ただ、擦れてしまった俺とは違い、アレクはそれを表に一切出さずに、傲慢になることも荒れることもなく、淡々と自分の状況を受け入れているようだった。
日常の一片に漏れてしまいそうな出来事だったが、それが長く俺の人生に影響を与えるとは、その時は思っていなかった。
その時はただ、アレクの背中とコートから受け取る温もりが、何故かとても体の芯まで温かくしてくれたことを、悪くないと感じていた。
その後は、何故か有名人のアレクは、何くれとなく俺を気に掛けるようになり、学年を超えて交友を深めると、周りの態度までも変わっていった。
十五歳でアレクが学校を修了する頃には、周りには俺を蔑む人間はいなくなっていた。
俺は、下町の家族だけいればいいと、当たり散らして周りと壁を作り、孤独になることで身を守るだけでは駄目なことを知った。アレクのように居るだけで周りに安心感を与えることは無理でも、人より幾分出来の良い頭と顔を生かし、敵を作らないように、軽薄だが気のいい人間を演じることが出来るようになった。すると、驚くほど生きやすくなって、自分だけでなく周りの人間を気遣えるようになり、人との付き合い方を学んだ。
アレクは卒業しても、度々俺を訪ねてきてくれて、外に連れ出してくれた。
アレク自身は何も語らないけれど、噂で彼が置かれた状況は知っていたが、自分だって挫折を繰り返し、決して恵まれた環境ではないのに、どこまでも面倒見のいいお人よしは、いつまで経っても変わらなかった。
学校の外での交流は続き、その時出会ったのが、当時騎士団に入ったばかりのイライアスだった。
少し真面目が過ぎるきらいがあったが、イライアスもアレクと同様、俺をグレンフィル家の厄介者とは見ずに、ただセドリックとして付き合ってくれた。俺が懐くまで時間はかからなかった。
年の違う友人たちは、ようやく探し当てた家族と同じく、俺の一生の財産となった。
そして、父の思惑で王立の学園に編入した際に、エドワード殿下と出会った。
最初は、王太子に取り入れという父の命令に背いて距離を置いていたが、ここでもやはりアレクとイライアスの伝で、エドワード殿下との縁が出来た。
エドワード殿下は、理想の王太子像をそのまま具現したような方だったが、その実、俺と似通った、非常に捻くれた人間であることが分かった。そのせいか、殿下とは何故か馬が合って、在学中には側近候補とまで言われるようになったが、俺たちはあくまで悪友という距離感を変えなかった。

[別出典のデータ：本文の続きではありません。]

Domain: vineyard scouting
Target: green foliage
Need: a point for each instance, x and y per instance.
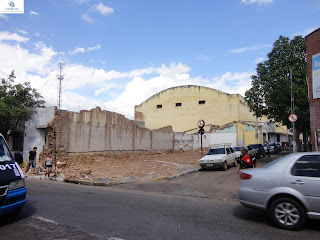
(17, 104)
(270, 93)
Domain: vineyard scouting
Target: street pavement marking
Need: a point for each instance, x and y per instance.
(47, 220)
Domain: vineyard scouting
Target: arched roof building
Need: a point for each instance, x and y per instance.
(181, 107)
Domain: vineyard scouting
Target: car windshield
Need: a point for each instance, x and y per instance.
(277, 161)
(216, 151)
(5, 154)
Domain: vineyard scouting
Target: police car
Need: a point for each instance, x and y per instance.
(219, 156)
(12, 186)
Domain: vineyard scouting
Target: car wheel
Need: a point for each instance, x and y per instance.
(235, 163)
(287, 213)
(225, 166)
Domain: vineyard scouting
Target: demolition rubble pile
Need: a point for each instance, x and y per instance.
(137, 166)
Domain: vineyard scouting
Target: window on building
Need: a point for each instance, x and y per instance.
(308, 166)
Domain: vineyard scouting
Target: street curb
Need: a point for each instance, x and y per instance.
(108, 183)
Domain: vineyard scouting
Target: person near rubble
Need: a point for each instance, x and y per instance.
(246, 160)
(48, 166)
(32, 159)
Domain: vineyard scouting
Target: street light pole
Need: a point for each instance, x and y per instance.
(292, 112)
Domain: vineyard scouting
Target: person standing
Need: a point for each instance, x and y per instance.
(268, 148)
(32, 159)
(246, 160)
(48, 165)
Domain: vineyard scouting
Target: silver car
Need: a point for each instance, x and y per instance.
(287, 188)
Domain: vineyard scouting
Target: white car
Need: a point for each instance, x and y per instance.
(219, 157)
(251, 151)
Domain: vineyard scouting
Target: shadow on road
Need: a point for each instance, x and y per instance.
(26, 212)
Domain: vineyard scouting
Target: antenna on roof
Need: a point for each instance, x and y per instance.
(60, 77)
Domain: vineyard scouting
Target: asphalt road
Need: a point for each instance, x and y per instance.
(201, 205)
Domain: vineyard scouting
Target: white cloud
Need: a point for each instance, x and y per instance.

それはグレンフィル家の利益にはならない線を越えず、殿下とは利用し利用される関係ながら、どこか心地良さを伴っていた。
いつか、グレンフィルのしがらみが消えた時には、本当にこの方について行きたいと望むほどに。
俺は、幼年学校に入る際に、グレンフィルとの「死の制約」を勝手に結ばされたが、家族やアレク達と結んだ絆は、古代の忌まわしい魔術の繋がりよりも、遥かに強いものだった。
それこそ、命を賭けても惜しくなかった。
魔術で縛ることでしか服従を得られない、希薄な人間関係しか築けないグレンフィル家の人間に比べれば、俺の人生は悪くないものだったんだと思えた。
回顧していた幼い日と同じ青いアレクの瞳が、自分に向けられているのを見て、自分が今、毒に冒されて命が消えようとしていることを思い出した。
全てを捨て去る覚悟をして、目を閉じたはずなのに、幼い日にアレクが暗闇から引き揚げてくれたように、今、俺の目の前に目映い光があった。
生を諦めた俺に、まだ夢を見させてくれる光だ。
ノア。俺はまだ、生きていてもいいのだろうか。俺の心の一部となった仲間たちと、まだ一緒にいてもいいのだろうか。
それならば、俺は生きていきたい。
生まれて初めて、心の底からそう願った。
気付けば、俺を縛っていた「死の制約」も、全身を蝕んでいた激痛を伴う毒も、全てから解放されていた。
やっと掴んだ、本当の自由だった。
倒れた俺を、アレクが受け止めてくれる。
初めて出会ったあの日、俺を背負ってくれたアレクの温もり、そのままに。
アレクやみんなのことが好きすぎなセドリックです。
本日は二話更新します。
もう一話もご覧ください。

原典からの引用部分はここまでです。